Pour le représentant des Musulmans de France : "La laïcité reste un garde-fou essentiel contre les risques d’intégrisme et de totalitarisme si contraires à l’esprit d’intégration citoyenne des Musulmans de France, dont le seul accès à la phase de modernité ne peut se faire que dans un esprit de laïcité. Un retour sur la loi laïque qui serait ainsi, paradoxalement pour la France, un retour aux errements et malentendus qu’a définitivement clôturés le pacte laïc républicain, qui instaure une sécularisation apaisée de nos sociétés ainsi que l’aboutissement historique de la réflexion sociologique et philosophique modernes." Enfin, à propos de l’esprit de laïcité, le recteur Boubakeur enfonce le clou : "Nous sommes une société moderne, plurielle, et les nécessités du "vivre ensemble". Vivre ensemble, quelles que soient nos croyances, nos origines, nos classes : voilà ce que fonde la loi de 1905 [...] Il n’y aura jamais d’Islam de France sans un Islam républicain, s’épanouissant à la lumière de la pensée moderne libérale et laïque. Les Musulmans les plus fondamentalistes souhaitent, eux, une évolution de la loi de 1905 en leur propre direction. La prudence s’impose face à cette tentation."

Ne touchons pas aux principes de la Loi
Même écho du côté de Mgr Lalanne, qui saute sur l’occasion de tirer un trait sur le passé : "La question n’est plus celle d’un rapport de force où l’Église serait tantôt opposée, tantôt alliée, tantôt soumise, aux pouvoirs publics. Le référent de l’Église n’est pas tant l’État que la société civile. Dans leur Lettre aux Catholiques de France, les évêques (en 1996) ont pris clairement position en disant qu’après un siècle d’expérience, la séparation des Églises et de l’État apparaissait comme une solution positive qui permet "de rendre à César ce qui est à César..." et offre, aux catholiques de France, la possibilité d’être des acteurs loyaux de la société civile. Cette loi, qui aurait pu devenir une loi de combat, a cédé devant un esprit d’apaisement(...) Ces dialogues, ajustements, négociations, ont permis de calmer les passions, de découvrir et de préserver la paix sociale. On n’a pas toujours compris la demande de ne pas changer cette loi de 1905. Même si des questions nouvelles se posent, ne touchons pas aux principes de la loi. Trouvons des applications ouvertes de cette loi.".

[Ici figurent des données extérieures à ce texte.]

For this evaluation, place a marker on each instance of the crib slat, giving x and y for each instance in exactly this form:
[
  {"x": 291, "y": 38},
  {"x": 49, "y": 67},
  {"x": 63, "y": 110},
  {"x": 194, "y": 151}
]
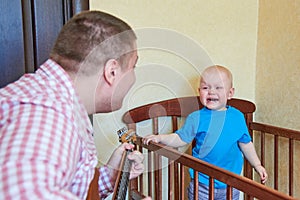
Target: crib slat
[
  {"x": 291, "y": 166},
  {"x": 196, "y": 185},
  {"x": 229, "y": 192},
  {"x": 262, "y": 147},
  {"x": 150, "y": 170},
  {"x": 182, "y": 186},
  {"x": 211, "y": 191},
  {"x": 171, "y": 179},
  {"x": 276, "y": 162},
  {"x": 176, "y": 179}
]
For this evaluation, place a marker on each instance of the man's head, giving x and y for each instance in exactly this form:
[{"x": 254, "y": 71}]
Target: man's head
[
  {"x": 98, "y": 51},
  {"x": 216, "y": 87}
]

Des applications, qui permettraient peut-être à la Commission de réflexion sur la Loi de 1905 de trouver des solutions au problème important du financement et de la construction de nouveaux lieux de culte. "Les associations cultuelles ne peuvent recevoir aucune subvention, alors que bien d’autres associations en reçoivent. Ce qui oblige bien des Églises -et pas seulement l’Église catholique- à avoir recours aux associations de loi de 1901. Cela pose des questions de financement et de construction de nouveaux lieux de culte. On évoque souvent le manque de mosquées, mais on manque aussi d’églises... On a bien sûr besoin de construire de nouvelles mosquées et d’autres lieux de culte, en particulier dans les villes nouvelles(...) Il suffirait de quelques ajustements pour que l’exercice de cette liberté religieuse soit possible pour tous", plaide encore Mgr Lalanne, qui ne prêche pas que pour sa chapelle...

Pour une égalité de liberté d’exercice
Le recteur Boubakeur continue dans cette voie : "En ce qui concerne le financement par l’État des mosquées et autres lieux de culte, cette demande, qui modifierait radicalement, si on l’acceptait, l’esprit de l’article 2 de la loi du 9/12/1905, serait, à terme, porter également atteinte à l’article 1, en rétablissant l’ingérence de l’État dans la vie financière et dans la vie religieuse des cultes, avec son corollaire : l’irruption du religieux dans les affaires civiles, voire politiques, de notre pays. Ceci est évidemment l’objectif des islamistes radicaux. La loi de 1905 a déjà subi une dizaine de modifications dans son application centenaire, on peut sans doute faire une place légitime aux institutions et aux personnels religieux du culte musulman qui ne figurent aucunement dans les dispositions de la loi.".
Quant au Grand Rabbin Gille Bernheim, il affiche clairement la position de la communauté juive qu’il représente : "La loi de 1905 n’est pas censée assurer aux cultes une égalité de moyens. La loi est censée assurer aux cultes une égalité de liberté d’exercice".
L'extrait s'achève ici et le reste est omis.